We left the Davies to head into town and meet up with Chloe Briggs and her father Chad, both longtime residents of the river—in their case the Elk River, just before it converges with the Mississippi. Chloe works at the local brewery, Aegir Brewing Co, a recent addition to the Elk River downtown. But according to Chloe, in just the last year and a few months, Aegir has really taken off and truly created something of a community and culture that was previously lacking. In fact, Aegir and the river itself, is the reason that Chloe has returned to Elk River after spending her undergraduate years in the Twin Cities and her graduate school years in Scotland.

We talked to Chloe and her father both about the changes in the art scene in Elk River. The loss of the Arts Alliance that previously provided space, facilities and opportunities for artists. Chad Briggs is a ceramic artist and has kept his own studio on the river for years. Chloe is a painter, and her sister is a writer. They know another metalworker who lives just down the way from them as well. Together they have dreams of establishing a river residency across their properties.

Perhaps if Chloe decides to stay in Elk River for the long haul all these dreams will come to fruition, but Chloe is a woman who needs multiple homes to feel grounded. She has a home in Scotland now with her partner still there, and a home in Elk River with her family. How the logistics of that will work out is yet to be seen.

Later this afternoon we met up with Pastor Nathan Mugaas, shepherd of Elk River Lutheran Church and also our partner in organizing Relay here in Elk River. He led us up to his “corner office” on the second floor of the church. You see, the church is retrofitted into an old bank in the downtown of Elk River, so the corner office is quite a literal aspect of the architecture. We spoke about Nathan’s calling, his family, has path from North Dakota to Minnesota. He gave us a tour of the myriad collected items in his office—from Star Wars memorabilia, to a Jesus action figure, to the Book of Concord (Confessions of the Lutheran Church), to a disco ball, to the latest Richard Rohr book, to an oversized microphone.

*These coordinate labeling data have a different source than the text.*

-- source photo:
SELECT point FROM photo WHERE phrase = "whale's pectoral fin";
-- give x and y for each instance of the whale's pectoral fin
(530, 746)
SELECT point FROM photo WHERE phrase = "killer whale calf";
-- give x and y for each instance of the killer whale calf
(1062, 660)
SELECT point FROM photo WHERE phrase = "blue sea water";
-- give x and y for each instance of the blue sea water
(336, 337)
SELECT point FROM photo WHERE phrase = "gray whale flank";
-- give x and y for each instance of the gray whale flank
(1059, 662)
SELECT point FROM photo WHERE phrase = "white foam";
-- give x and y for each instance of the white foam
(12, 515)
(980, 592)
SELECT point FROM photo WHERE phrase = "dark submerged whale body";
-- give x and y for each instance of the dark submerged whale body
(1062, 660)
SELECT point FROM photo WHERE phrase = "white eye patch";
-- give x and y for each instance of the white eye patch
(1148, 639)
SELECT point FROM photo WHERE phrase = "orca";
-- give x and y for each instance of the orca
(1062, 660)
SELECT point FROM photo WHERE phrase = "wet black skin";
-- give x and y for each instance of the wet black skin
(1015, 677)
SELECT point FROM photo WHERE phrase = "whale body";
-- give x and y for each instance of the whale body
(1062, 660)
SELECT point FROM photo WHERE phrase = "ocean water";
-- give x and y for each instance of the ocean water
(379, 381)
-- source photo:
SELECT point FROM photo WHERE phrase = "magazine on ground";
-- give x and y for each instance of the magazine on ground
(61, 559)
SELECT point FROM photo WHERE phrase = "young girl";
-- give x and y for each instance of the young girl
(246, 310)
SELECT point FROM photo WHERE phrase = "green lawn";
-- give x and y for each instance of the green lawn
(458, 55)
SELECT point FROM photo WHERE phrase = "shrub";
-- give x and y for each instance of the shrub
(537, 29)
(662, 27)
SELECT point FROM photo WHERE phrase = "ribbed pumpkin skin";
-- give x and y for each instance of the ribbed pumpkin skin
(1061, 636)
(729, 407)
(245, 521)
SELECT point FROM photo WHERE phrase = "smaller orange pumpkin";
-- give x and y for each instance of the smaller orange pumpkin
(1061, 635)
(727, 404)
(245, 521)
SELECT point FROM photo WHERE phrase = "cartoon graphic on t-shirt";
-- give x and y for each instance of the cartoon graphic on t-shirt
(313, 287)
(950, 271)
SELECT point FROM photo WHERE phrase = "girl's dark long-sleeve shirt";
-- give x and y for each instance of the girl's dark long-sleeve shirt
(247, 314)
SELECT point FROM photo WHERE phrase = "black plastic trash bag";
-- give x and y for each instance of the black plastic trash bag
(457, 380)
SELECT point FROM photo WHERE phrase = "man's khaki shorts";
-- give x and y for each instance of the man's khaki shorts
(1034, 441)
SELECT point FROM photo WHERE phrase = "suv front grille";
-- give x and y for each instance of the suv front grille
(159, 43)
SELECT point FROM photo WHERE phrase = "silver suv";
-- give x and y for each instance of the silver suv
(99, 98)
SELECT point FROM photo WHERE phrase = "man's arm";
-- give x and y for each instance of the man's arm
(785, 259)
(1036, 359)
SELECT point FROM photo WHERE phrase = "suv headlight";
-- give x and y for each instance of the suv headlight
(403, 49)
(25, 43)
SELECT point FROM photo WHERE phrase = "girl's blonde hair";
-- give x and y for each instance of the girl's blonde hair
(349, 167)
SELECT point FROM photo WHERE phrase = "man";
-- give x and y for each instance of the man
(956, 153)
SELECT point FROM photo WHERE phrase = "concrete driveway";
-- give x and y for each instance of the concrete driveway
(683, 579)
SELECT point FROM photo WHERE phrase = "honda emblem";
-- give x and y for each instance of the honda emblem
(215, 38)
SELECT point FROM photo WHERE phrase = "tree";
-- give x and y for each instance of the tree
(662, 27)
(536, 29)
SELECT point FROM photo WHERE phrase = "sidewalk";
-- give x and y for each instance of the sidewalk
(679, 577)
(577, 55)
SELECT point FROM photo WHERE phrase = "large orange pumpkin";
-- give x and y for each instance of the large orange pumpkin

Later that night, just after a well-attended storytelling event at the church, Pastor Nathan asked if I’d ever heard of “perichoresis” — this word that describes a Greek tradition of three dancers interweaving into a blur, a word that has been adopted in the Christian tradition to describe the Trinity, how God the Father, the Son and the Holy Spirit are in us, dancing perhaps, within us.

I believe Pastor Nathan was seeing the spirit of the movement we are after in this Relay, seeing this spirit from the people we convened with, seeing it converging, dancing, and that in this, we are blessed.